А верно: свадьба Евгении — это было такое радостное-радостное явление. Без всякого преувеличения: яв-ле-ние! Женечка за однокурсника выходила, за литовца Адольфаса Эйдукявичюса — белобрысо-рыжий красавец, рост сто восемьдесят два, джентльмен, юрист, музыкант, полиглот. Гостей-студентов был полон дом, гостей-литовцев — еще раз полон, все гости — с дорогими и умными подарками, с торжественными лицами. Ксендз тоже был с крестом на груди — опять-таки высоченный и опять же торжественный, с Богдановыми-родителями говорил по-русски, с Адольфасом — по-литовски, с Женечкой — по-немецки. Богдановы радовались, как дети, — по-немецки! Аннушка, кроха еще была, радовалась сдержанно, как взрослая, — по-немецки! Кто бы мог подумать? Никто! И потому была сказка! Самое счастливое действо в доме Богдановых, самое умное. Ведь даже на свадьбе у молодежи нашлось время забраться в комнатушку Жени и поговорить на ее любимую тему: юридическое право и нравственность. Женечку ни уголовный, ни гражданский процесс, ни хозяйственное право — ничто не интересовало, только эта тема, как решалась она в Риме, как в Византии, как у христиан, как у мусульман… И Адольфаса она увлекла, и он слушал невесту с не здешним, а с иностранным вниманием и любознательностью, но с русским увлечением говорил о литературе — о Юлии Жеманте и Мицкявичюсе-Капсукасе, напевал дайны, вспоминал, будто вчера было дело, о союзе литовцев с Александром Невским против тевтонского ордена.
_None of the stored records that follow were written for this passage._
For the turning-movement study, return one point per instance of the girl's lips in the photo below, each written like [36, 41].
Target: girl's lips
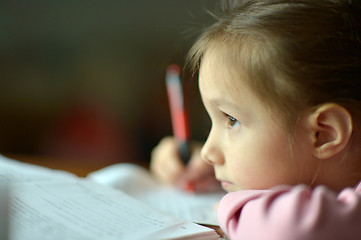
[225, 184]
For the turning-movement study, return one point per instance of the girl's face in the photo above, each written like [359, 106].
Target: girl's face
[247, 145]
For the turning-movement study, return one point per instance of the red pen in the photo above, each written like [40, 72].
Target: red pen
[178, 111]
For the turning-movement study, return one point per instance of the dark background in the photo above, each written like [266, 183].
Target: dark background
[84, 80]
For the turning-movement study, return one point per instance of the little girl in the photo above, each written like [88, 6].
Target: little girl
[281, 82]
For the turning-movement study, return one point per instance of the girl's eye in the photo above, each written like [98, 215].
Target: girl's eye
[232, 122]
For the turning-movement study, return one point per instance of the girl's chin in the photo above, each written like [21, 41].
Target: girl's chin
[229, 187]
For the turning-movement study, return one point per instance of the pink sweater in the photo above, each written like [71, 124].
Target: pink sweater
[292, 213]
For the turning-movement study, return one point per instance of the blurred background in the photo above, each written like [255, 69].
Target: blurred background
[84, 80]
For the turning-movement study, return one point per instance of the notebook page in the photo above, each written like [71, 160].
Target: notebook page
[138, 183]
[85, 210]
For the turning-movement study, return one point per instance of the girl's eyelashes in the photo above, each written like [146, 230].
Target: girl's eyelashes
[232, 122]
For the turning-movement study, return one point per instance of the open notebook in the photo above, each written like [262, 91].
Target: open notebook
[52, 204]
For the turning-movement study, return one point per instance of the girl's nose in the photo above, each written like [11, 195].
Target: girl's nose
[211, 152]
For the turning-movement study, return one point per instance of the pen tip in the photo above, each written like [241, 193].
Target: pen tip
[174, 69]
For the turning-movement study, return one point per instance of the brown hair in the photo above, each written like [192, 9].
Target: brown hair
[297, 53]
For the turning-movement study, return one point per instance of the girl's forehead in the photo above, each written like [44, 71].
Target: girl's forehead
[218, 69]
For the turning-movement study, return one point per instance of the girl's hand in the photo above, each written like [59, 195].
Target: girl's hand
[166, 165]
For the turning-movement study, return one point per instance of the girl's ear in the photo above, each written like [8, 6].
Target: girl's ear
[331, 127]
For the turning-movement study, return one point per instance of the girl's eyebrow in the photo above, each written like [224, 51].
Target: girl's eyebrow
[222, 102]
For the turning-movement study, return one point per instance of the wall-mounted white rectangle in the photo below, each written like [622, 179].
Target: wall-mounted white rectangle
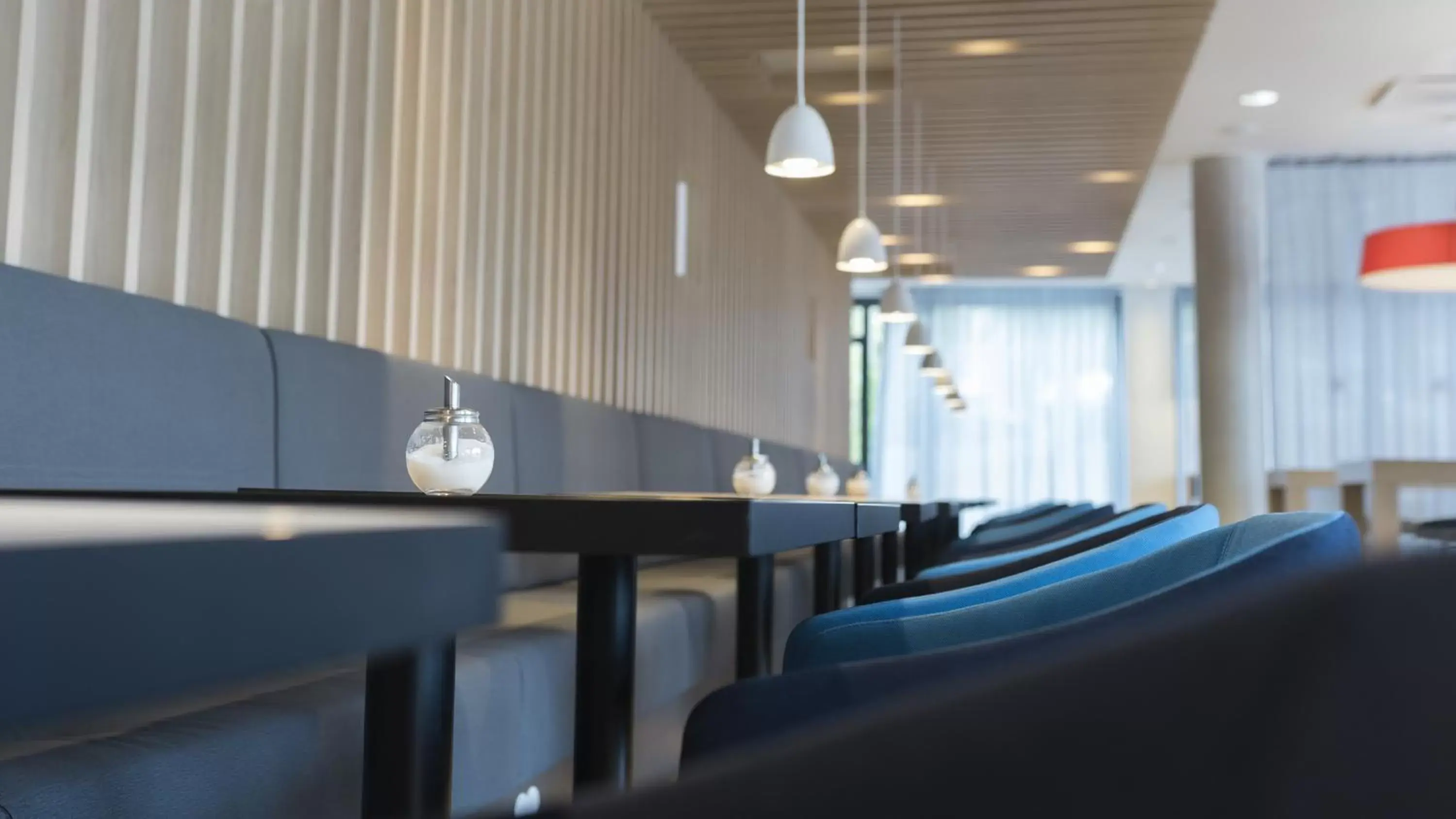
[680, 235]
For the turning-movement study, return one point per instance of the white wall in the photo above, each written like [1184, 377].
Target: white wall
[1152, 408]
[482, 184]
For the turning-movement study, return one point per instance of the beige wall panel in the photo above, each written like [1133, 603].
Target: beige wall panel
[376, 245]
[44, 164]
[9, 66]
[104, 140]
[485, 184]
[284, 213]
[244, 175]
[156, 161]
[319, 108]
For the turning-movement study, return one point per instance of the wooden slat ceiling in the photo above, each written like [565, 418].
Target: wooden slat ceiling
[1011, 139]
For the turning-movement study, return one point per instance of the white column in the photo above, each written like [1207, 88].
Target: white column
[1228, 216]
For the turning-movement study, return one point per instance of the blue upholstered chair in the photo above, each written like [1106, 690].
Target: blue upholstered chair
[1018, 515]
[999, 536]
[977, 563]
[1218, 566]
[992, 610]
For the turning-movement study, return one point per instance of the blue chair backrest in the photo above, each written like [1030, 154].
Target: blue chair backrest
[966, 616]
[1261, 552]
[977, 563]
[1258, 553]
[1018, 515]
[998, 536]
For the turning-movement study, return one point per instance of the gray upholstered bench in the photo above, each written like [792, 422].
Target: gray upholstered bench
[172, 398]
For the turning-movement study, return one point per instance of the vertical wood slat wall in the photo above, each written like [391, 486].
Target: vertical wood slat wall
[482, 184]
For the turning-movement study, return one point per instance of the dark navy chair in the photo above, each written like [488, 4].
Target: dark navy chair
[1095, 579]
[1020, 515]
[991, 560]
[1208, 568]
[1018, 560]
[1056, 521]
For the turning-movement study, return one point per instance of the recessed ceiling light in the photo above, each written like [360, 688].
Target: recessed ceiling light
[1043, 271]
[1092, 246]
[1111, 177]
[988, 47]
[918, 258]
[851, 98]
[1261, 98]
[918, 200]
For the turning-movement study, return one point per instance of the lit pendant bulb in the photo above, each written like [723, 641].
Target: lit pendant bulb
[800, 146]
[918, 343]
[896, 306]
[931, 367]
[861, 248]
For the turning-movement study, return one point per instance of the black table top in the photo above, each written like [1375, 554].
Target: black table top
[638, 523]
[114, 603]
[876, 518]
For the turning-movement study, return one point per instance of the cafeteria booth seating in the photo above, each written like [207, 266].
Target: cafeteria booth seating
[865, 700]
[107, 391]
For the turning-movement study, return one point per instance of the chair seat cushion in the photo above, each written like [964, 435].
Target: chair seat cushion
[293, 748]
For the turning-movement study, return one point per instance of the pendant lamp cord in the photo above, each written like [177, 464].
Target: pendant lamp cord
[897, 140]
[864, 60]
[801, 51]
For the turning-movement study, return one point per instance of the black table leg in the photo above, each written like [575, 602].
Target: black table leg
[864, 568]
[606, 656]
[755, 616]
[827, 581]
[918, 537]
[890, 557]
[408, 732]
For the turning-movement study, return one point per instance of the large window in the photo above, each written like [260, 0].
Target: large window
[1040, 370]
[865, 354]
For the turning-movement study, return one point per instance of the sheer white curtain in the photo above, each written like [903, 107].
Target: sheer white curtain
[1040, 370]
[1356, 373]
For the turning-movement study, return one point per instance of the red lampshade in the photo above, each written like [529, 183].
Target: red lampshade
[1411, 258]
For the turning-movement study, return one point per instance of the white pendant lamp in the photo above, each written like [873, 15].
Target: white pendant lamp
[861, 248]
[800, 146]
[896, 305]
[918, 343]
[931, 367]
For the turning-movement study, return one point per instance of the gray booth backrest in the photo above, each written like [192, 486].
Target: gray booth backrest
[788, 463]
[676, 456]
[107, 391]
[346, 415]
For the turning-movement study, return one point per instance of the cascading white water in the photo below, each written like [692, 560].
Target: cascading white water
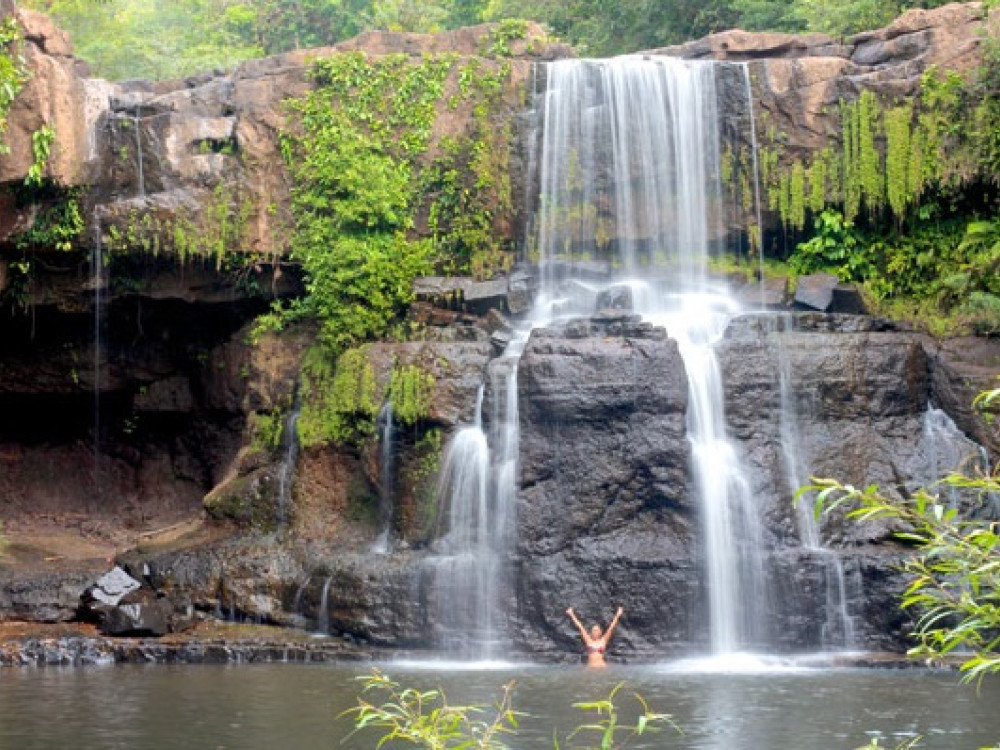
[97, 279]
[323, 614]
[138, 151]
[465, 565]
[838, 629]
[628, 166]
[629, 173]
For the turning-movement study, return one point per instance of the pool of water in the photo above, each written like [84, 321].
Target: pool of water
[293, 707]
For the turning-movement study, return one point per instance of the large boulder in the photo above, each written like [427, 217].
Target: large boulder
[604, 514]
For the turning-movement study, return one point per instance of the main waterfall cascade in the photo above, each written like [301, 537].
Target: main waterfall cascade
[625, 157]
[630, 149]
Одним словом, была в доме любовь — молодая и благородная. И Богданов в своем доме ходил на цыпочках, ощущал личную потребность в любви и снова полюбил собственную жену. Жена будто бы откликнулась, хотя Богданов и не был в этом уверен до конца. Глухие, застойные были времена, донельзя лживые, всюду портреты — гений Брежнева на каждом шагу, позже гений Черненко, бесконечные их доклады, гимны, лозунги, всюду почти что до конца построенный коммунизм, но ведь было и убеждение, что все это — самое худшее, что хуже не будет, не может быть, а жить все-таки можно, и ты живешь как победитель самого худшего, а твой дом — все-таки твоя крепость: ни один стукач в дом так и не проник, а если бы Богданову сказали, что десять лет спустя он будет жить в этом доме вместе с зятем, а зять будет Володей, а Володя будет с косичкой, будет походя чмокать в щеки Людмилу, а заодно и его самого, — разве он бы поверил? Никогда — крепость же! Что Людмила будет бегать по соседям в поисках ста граммов для Володи? Никогда! Что будет час и другой ошиваться в очереди, чтобы без очереди урвать полкило очень странной колбасы — для Володи же? Никогда!